Не прощаюсь (с иллюстрациями). Борис Акунин
поволок вверх. С непрошеным помощником подъем ускорился, приходилось лишь переставлять ноги.
Фандорин прикинул, не ткнуть ли грубияна в точку «мудо», но для парализующего укола пальцем требовался хороший заряд Ки, а взять его было неоткуда. К тому же сказано: если буря гонит корабль в правильном направлении, не борись с ней, а разверни парус шире.
Артельщик Воля
Буря протащила корабль по коридору второго этажа к двери с табличкой «Приемная». Внутри действительно оказалось совершенно обычное канцелярское помещение: шкафы для бумаг, стол с телефоном, пишущая машинка.
За столом сидела девица в черной коже – та самая, которую Эраст Петрович видел в вестибюле, скрипучая. Она подняла глаза от бухгалтерского абакуса, на котором что-то высчитывала.
– Кого ты привел, Джики?
– Еще одын шпыон, – сказал грузин. – Донеслы: ходыт, смотрыт.
Девица (Фандорин вспомнил, что ее называли «Рысь») наморщила вздернутый носик:
– Староват для шпиона. И не очень-то он ходит, калика перехожий.
– Э, оны хитрие. Знаю я такых инвалыдов. Как запустыт – нэ догонышь. К Арону его веду.
– Валяй, – сказала девица. Откинула на счетах костяшку, что-то записала. Мотнула головой в сторону красивой лепной двери с надписью «Председатель».
Эраст Петрович насупился. Новая жизнь, в которой он оказался, была полна обид. В прежней жизни барышни так быстро интерес к нему не теряли. «Староват», «калика перехожий».
– Иды, иды, – подтолкнул его в спину восточный человек. – Артэлщик людэй насквоз видыт.

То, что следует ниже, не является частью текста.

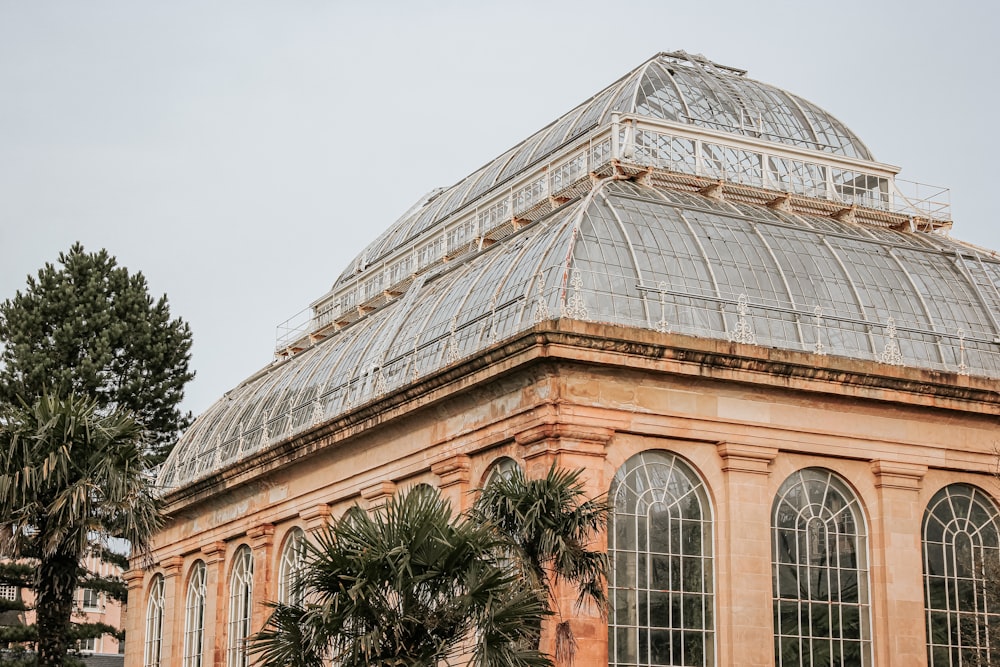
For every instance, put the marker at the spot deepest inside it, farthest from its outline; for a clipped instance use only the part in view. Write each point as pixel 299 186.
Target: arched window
pixel 820 573
pixel 661 583
pixel 240 607
pixel 154 623
pixel 961 537
pixel 194 617
pixel 290 567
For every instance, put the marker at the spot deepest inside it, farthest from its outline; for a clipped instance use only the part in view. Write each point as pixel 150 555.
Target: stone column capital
pixel 261 536
pixel 452 471
pixel 315 517
pixel 214 552
pixel 171 566
pixel 739 457
pixel 380 491
pixel 898 475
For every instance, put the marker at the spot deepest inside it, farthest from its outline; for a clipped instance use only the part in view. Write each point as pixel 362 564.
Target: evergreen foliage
pixel 412 585
pixel 91 328
pixel 546 526
pixel 72 476
pixel 409 585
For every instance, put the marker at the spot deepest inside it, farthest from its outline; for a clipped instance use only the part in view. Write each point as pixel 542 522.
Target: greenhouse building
pixel 764 346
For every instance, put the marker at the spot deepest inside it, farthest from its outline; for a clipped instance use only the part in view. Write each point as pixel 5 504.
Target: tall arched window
pixel 194 617
pixel 240 607
pixel 154 623
pixel 290 567
pixel 661 584
pixel 820 573
pixel 961 536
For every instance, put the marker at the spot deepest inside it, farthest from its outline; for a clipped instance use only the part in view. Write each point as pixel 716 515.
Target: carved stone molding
pixel 571 438
pixel 133 578
pixel 261 536
pixel 171 566
pixel 898 475
pixel 315 517
pixel 378 492
pixel 214 552
pixel 752 459
pixel 455 470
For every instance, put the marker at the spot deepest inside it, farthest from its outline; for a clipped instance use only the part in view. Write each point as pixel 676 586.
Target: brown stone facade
pixel 591 396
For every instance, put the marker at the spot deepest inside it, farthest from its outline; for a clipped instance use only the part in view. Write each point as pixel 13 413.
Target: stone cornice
pixel 214 552
pixel 753 459
pixel 455 470
pixel 897 475
pixel 559 342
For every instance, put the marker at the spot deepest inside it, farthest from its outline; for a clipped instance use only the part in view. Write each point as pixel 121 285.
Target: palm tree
pixel 546 526
pixel 406 585
pixel 71 476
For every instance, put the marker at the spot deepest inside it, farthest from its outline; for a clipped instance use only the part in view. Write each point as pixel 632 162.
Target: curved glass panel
pixel 290 568
pixel 194 617
pixel 240 608
pixel 961 540
pixel 661 584
pixel 154 624
pixel 820 573
pixel 638 256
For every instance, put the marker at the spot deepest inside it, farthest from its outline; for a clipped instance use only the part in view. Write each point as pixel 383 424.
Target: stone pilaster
pixel 315 518
pixel 454 475
pixel 134 622
pixel 173 621
pixel 573 447
pixel 744 558
pixel 262 544
pixel 897 564
pixel 213 650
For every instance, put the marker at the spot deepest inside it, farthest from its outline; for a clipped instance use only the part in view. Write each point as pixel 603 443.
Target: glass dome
pixel 635 253
pixel 676 87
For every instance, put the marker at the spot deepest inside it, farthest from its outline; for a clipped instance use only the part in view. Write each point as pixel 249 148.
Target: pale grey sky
pixel 240 153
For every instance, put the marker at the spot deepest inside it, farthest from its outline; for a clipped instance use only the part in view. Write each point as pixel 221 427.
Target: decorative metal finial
pixel 574 307
pixel 963 368
pixel 451 351
pixel 662 325
pixel 743 332
pixel 381 384
pixel 491 334
pixel 541 306
pixel 891 354
pixel 414 374
pixel 819 348
pixel 318 412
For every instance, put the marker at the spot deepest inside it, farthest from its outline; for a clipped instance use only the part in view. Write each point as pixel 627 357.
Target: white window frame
pixel 240 607
pixel 154 623
pixel 194 616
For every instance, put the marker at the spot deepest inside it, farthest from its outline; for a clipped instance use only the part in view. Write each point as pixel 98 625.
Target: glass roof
pixel 638 256
pixel 676 87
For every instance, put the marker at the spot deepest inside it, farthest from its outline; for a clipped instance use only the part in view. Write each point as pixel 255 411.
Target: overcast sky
pixel 241 153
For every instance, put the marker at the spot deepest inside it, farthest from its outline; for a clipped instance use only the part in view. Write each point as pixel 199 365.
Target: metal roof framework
pixel 683 198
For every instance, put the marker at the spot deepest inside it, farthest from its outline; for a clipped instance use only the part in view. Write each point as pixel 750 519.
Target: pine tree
pixel 91 328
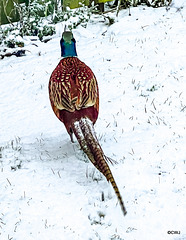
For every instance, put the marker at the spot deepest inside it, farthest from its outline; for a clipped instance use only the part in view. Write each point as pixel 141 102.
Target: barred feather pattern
pixel 74 96
pixel 85 134
pixel 72 85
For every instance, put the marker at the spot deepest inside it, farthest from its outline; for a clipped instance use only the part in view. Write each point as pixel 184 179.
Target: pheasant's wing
pixel 73 90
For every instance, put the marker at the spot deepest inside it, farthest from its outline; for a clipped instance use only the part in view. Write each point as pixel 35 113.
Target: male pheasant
pixel 74 97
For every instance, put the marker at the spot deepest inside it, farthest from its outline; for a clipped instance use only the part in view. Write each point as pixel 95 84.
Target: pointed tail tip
pixel 125 212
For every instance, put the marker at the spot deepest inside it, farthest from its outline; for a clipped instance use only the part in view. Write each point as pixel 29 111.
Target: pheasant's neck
pixel 68 50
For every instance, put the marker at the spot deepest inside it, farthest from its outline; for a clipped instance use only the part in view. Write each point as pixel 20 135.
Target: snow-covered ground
pixel 48 188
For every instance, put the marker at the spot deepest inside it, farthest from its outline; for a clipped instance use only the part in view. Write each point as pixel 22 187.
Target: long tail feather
pixel 85 134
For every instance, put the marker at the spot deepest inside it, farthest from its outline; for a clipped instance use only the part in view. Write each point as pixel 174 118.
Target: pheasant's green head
pixel 68 45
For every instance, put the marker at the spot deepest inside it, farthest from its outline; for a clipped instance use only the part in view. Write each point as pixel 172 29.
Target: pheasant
pixel 74 97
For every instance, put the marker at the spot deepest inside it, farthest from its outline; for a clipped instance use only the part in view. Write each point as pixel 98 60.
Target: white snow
pixel 48 188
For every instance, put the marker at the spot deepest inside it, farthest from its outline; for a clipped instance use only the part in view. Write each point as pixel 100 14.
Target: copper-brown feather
pixel 74 97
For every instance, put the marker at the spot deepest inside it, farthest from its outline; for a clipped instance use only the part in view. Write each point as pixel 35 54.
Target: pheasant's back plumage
pixel 73 85
pixel 74 97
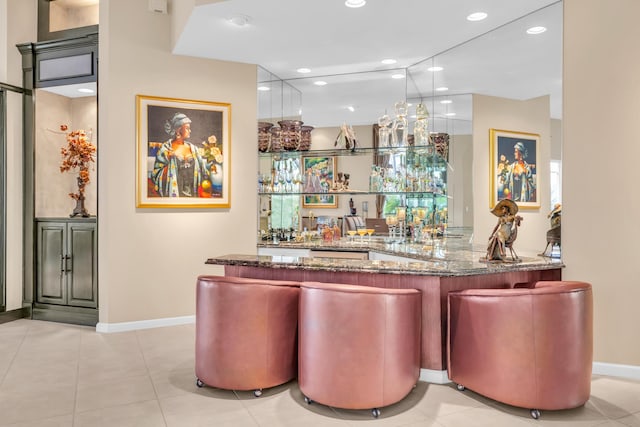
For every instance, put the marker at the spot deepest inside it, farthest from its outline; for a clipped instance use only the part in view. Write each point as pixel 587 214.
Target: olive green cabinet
pixel 66 273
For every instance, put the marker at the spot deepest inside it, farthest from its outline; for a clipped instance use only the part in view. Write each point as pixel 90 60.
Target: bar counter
pixel 435 268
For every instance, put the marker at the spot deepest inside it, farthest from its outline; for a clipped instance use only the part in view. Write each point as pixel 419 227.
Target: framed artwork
pixel 513 168
pixel 183 153
pixel 319 173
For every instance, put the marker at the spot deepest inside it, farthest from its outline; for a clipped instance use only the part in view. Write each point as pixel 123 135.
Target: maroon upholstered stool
pixel 527 347
pixel 245 332
pixel 359 346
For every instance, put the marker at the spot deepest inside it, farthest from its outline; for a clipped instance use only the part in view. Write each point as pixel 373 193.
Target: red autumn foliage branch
pixel 77 155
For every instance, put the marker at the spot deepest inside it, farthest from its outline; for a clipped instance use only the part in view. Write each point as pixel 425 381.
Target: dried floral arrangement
pixel 77 155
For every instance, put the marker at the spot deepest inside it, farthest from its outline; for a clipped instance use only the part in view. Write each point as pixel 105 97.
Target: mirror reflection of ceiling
pixel 74 91
pixel 66 14
pixel 344 47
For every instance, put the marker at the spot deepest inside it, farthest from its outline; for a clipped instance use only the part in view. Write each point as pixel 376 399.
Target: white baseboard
pixel 144 324
pixel 433 376
pixel 614 370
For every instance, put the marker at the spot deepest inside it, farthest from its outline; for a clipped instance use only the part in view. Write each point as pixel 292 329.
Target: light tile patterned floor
pixel 57 375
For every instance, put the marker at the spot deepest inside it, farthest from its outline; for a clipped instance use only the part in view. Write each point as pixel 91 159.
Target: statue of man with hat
pixel 505 232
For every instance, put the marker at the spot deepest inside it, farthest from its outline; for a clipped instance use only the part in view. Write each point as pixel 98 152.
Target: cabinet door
pixel 51 278
pixel 81 265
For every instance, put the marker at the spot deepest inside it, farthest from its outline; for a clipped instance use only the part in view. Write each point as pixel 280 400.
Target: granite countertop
pixel 452 256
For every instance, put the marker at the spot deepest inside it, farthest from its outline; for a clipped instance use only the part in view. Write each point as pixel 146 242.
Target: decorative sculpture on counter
pixel 346 138
pixel 384 131
pixel 553 234
pixel 420 132
pixel 505 232
pixel 400 126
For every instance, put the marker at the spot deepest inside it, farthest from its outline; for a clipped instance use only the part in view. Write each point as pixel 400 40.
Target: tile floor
pixel 57 375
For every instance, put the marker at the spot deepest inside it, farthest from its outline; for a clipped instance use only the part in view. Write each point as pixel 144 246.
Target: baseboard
pixel 65 314
pixel 18 313
pixel 615 370
pixel 428 375
pixel 433 376
pixel 144 324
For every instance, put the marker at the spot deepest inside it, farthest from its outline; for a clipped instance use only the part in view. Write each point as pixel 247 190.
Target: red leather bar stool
pixel 526 347
pixel 246 332
pixel 359 346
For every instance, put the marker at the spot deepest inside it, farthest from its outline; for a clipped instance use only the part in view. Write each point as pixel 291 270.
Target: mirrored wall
pixel 507 62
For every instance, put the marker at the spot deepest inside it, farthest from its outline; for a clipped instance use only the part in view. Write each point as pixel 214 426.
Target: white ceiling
pixel 344 46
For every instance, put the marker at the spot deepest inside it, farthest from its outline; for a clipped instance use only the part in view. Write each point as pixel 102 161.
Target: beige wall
pixel 149 258
pixel 53 187
pixel 600 227
pixel 556 139
pixel 531 116
pixel 460 181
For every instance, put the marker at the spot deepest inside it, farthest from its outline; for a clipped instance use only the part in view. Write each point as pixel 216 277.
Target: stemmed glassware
pixel 361 232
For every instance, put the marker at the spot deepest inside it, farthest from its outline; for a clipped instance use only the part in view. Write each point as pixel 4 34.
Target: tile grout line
pixel 15 355
pixel 75 397
pixel 155 390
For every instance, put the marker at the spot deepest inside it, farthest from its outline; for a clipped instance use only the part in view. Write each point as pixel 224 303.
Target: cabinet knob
pixel 64 263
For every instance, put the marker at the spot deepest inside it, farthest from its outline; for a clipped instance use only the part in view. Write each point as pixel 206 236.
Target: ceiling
pixel 344 47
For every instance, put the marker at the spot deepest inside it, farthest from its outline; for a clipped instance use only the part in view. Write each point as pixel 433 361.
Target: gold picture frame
pixel 183 153
pixel 514 157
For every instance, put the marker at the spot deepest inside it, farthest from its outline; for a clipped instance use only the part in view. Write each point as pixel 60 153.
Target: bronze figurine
pixel 554 233
pixel 505 232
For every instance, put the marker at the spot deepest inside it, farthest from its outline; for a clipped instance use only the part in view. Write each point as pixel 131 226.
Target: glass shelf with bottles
pixel 394 170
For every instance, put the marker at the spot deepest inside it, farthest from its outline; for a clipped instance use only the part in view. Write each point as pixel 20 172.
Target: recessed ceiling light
pixel 240 20
pixel 536 30
pixel 355 3
pixel 477 16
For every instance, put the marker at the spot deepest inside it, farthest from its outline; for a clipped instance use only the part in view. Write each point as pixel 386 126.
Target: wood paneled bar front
pixel 434 276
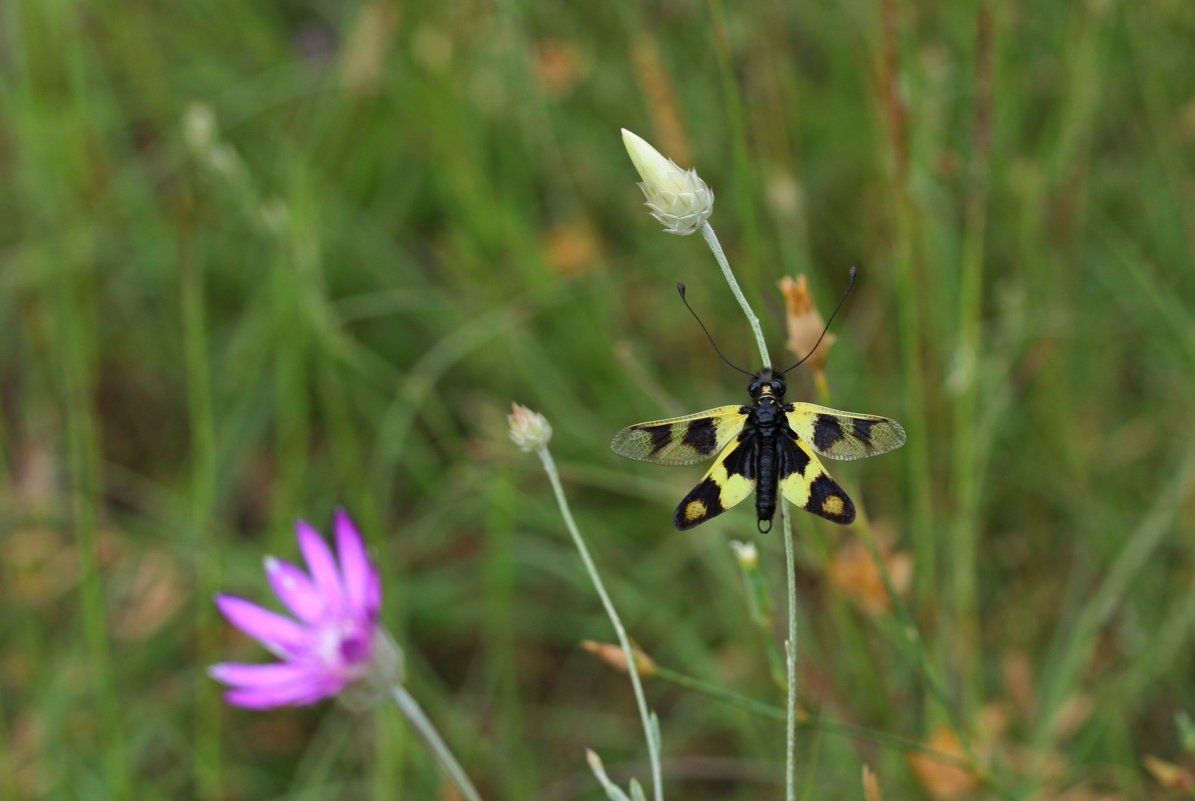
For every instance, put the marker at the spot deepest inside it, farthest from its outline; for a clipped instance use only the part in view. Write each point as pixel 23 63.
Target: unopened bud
pixel 679 199
pixel 616 658
pixel 528 429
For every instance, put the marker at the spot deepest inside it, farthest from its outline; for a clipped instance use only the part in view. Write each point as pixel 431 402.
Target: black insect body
pixel 768 447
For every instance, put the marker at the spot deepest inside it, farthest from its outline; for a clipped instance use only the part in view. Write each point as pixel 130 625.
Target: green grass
pixel 424 212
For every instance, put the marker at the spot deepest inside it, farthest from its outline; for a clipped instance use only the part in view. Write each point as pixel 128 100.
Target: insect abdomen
pixel 765 488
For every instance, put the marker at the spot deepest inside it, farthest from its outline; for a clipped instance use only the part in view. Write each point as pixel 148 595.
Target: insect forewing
pixel 729 481
pixel 806 483
pixel 843 434
pixel 680 440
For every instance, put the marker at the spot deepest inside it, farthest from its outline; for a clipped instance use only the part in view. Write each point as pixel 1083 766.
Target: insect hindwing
pixel 843 434
pixel 729 481
pixel 806 483
pixel 680 440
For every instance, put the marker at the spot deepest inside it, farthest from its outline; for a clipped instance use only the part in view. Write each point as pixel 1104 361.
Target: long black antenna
pixel 680 288
pixel 814 349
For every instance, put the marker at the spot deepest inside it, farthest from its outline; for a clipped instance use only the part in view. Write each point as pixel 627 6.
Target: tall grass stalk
pixel 711 239
pixel 202 511
pixel 74 317
pixel 415 714
pixel 790 660
pixel 966 454
pixel 790 568
pixel 650 728
pixel 894 112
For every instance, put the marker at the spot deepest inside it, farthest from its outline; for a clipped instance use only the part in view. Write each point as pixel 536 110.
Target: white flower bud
pixel 679 199
pixel 528 429
pixel 746 554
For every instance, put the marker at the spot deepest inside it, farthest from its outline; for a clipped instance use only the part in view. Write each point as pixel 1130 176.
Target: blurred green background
pixel 258 260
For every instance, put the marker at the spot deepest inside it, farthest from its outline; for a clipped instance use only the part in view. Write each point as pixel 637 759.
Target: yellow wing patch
pixel 728 482
pixel 843 434
pixel 680 440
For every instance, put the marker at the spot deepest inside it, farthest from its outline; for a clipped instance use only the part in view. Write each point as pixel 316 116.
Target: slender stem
pixel 645 716
pixel 790 654
pixel 415 714
pixel 819 722
pixel 711 239
pixel 790 646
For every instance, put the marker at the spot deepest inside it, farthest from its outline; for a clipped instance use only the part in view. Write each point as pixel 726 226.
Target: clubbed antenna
pixel 814 349
pixel 680 288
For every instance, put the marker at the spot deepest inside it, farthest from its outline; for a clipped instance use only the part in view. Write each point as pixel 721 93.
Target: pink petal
pixel 355 566
pixel 269 628
pixel 322 566
pixel 295 589
pixel 298 695
pixel 273 676
pixel 373 595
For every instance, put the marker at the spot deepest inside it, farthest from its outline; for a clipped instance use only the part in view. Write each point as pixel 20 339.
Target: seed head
pixel 804 322
pixel 528 429
pixel 679 199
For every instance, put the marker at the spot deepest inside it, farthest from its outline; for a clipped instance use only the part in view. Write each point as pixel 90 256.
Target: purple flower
pixel 332 641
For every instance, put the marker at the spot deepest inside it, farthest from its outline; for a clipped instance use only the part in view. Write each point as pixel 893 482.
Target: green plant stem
pixel 649 731
pixel 821 723
pixel 790 646
pixel 78 335
pixel 790 658
pixel 414 713
pixel 711 239
pixel 203 491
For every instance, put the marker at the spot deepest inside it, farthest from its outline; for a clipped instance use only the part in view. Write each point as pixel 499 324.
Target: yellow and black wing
pixel 680 440
pixel 730 480
pixel 806 483
pixel 844 434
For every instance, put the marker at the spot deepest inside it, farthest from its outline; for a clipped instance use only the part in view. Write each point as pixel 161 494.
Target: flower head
pixel 528 429
pixel 806 323
pixel 332 642
pixel 679 199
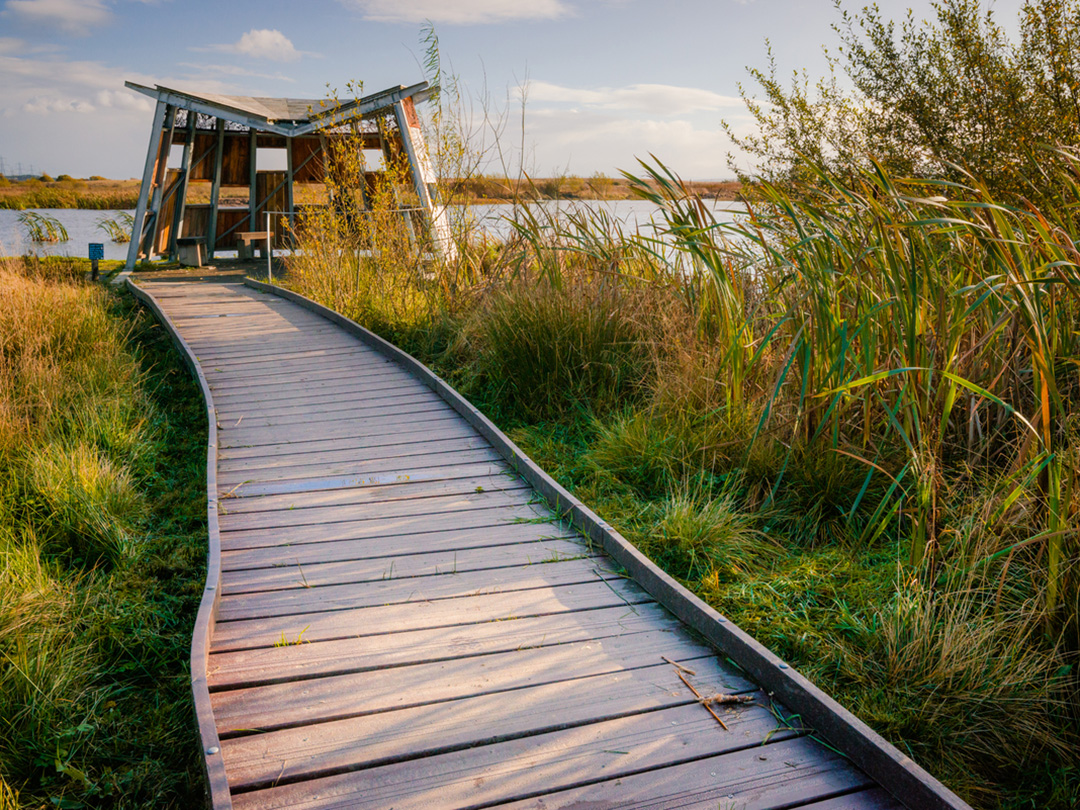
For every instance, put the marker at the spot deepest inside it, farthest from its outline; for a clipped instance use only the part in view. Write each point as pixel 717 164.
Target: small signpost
pixel 96 254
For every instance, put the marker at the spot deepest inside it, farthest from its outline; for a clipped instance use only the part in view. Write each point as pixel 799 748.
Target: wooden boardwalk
pixel 402 622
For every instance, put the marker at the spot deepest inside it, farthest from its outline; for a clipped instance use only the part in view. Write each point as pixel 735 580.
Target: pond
pixel 82 225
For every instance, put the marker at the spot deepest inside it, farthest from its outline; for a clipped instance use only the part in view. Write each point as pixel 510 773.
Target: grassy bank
pixel 102 548
pixel 123 194
pixel 845 420
pixel 99 194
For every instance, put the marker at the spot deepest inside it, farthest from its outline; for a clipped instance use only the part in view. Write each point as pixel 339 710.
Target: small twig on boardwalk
pixel 678 665
pixel 702 701
pixel 727 700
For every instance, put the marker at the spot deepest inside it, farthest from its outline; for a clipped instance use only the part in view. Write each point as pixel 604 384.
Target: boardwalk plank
pixel 484 531
pixel 255 633
pixel 389 430
pixel 319 700
pixel 248 478
pixel 482 476
pixel 794 772
pixel 294 662
pixel 316 516
pixel 298 601
pixel 556 760
pixel 310 752
pixel 477 517
pixel 399 566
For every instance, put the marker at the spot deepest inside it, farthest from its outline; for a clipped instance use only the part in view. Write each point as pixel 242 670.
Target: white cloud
pixel 71 16
pixel 582 142
pixel 261 43
pixel 656 98
pixel 203 69
pixel 458 12
pixel 44 105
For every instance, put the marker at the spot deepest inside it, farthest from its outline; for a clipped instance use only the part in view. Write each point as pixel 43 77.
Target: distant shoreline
pixel 99 193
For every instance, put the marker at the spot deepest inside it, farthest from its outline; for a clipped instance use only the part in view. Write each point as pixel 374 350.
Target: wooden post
pixel 159 180
pixel 389 159
pixel 423 176
pixel 181 188
pixel 289 170
pixel 215 191
pixel 253 203
pixel 144 193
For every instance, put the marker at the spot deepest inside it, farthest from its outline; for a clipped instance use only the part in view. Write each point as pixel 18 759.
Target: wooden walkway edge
pixel 246 599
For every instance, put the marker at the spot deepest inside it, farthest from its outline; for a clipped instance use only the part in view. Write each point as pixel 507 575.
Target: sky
pixel 605 82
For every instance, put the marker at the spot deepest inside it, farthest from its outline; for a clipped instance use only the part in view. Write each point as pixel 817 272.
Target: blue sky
pixel 607 80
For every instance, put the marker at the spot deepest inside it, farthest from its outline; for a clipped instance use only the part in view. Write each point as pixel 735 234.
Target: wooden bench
pixel 247 241
pixel 189 251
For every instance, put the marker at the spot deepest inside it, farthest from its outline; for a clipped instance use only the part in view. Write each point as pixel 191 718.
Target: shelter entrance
pixel 259 157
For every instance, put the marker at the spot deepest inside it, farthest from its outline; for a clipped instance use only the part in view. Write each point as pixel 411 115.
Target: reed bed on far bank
pixel 846 419
pixel 102 545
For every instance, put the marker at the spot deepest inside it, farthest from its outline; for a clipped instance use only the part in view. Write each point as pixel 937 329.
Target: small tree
pixel 946 97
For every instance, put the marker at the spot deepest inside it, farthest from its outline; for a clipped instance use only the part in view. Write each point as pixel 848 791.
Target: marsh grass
pixel 119 228
pixel 42 227
pixel 102 542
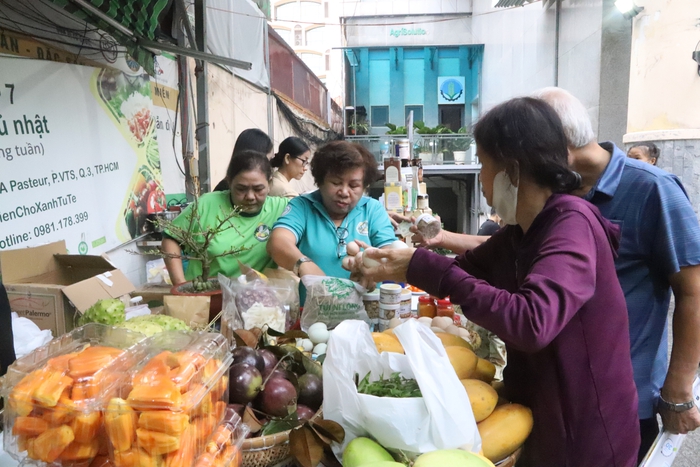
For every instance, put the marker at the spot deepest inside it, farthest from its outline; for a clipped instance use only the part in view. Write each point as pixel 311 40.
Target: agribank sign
pixel 79 156
pixel 408 32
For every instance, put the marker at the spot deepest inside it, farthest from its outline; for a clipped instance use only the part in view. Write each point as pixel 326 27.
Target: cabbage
pixel 108 311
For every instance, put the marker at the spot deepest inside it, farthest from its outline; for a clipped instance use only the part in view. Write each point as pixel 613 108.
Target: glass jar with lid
pixel 445 308
pixel 426 307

Окажэшься гныда – убью.
От толчка Фандорин едва удержался на неверных ногах, распахнул дверь грудью, и уже за порогом едва успел упереться палкой в богатый ковер.
На краю огромного полированного стола, болтая облезлым сапогом, сидел некто в черном плаще, с нечесаной полуседой бородой.
Он оторвался от книги, со спокойным удивлением посмотрел на влетевшего в кабинет человека, потом на грузина.
– В чем дело, Джики?
Внешность у «артельщика» была любопытная. Широко расставленные глаза обладали странной особенностью. Их взгляд казался рассеянным, даже полусонным, но при этом в нем угадывался затаенный огонь, приглушенный, но в любое мгновение способный вспыхнуть во всю силу. Необычен был и оттенок бледной кожи, почти синеватый, словно никогда не видевшей солнца. Редкий экземпляр, сказал себе Эраст Петрович. Заслуживает изучения.
– Я тэбе говорил, Арон, болшевики совсэм охамэли! Этот в открытую ходыт. Гдэ у нас пулэметы, гдэ что – всё смотрыт. Надо его чпокнуть и за ворота выкынут. Для примэра. Тогда соваться пэрэстанут!
– А с чего ты взял, что это большевистский шпион?
– За бэзопасност кто отвэчает – ты или я? – засердился Джики. – Ты свои дэла дэлай, я – свои. Говорю шпион, стало быт знаю! Дай я его чпокну!
Артельщик пожал плечами.
– Если он и большевик, значит, у него своя правда, просто другая. За это не убивают. Выстави за ворота, и дело с концом.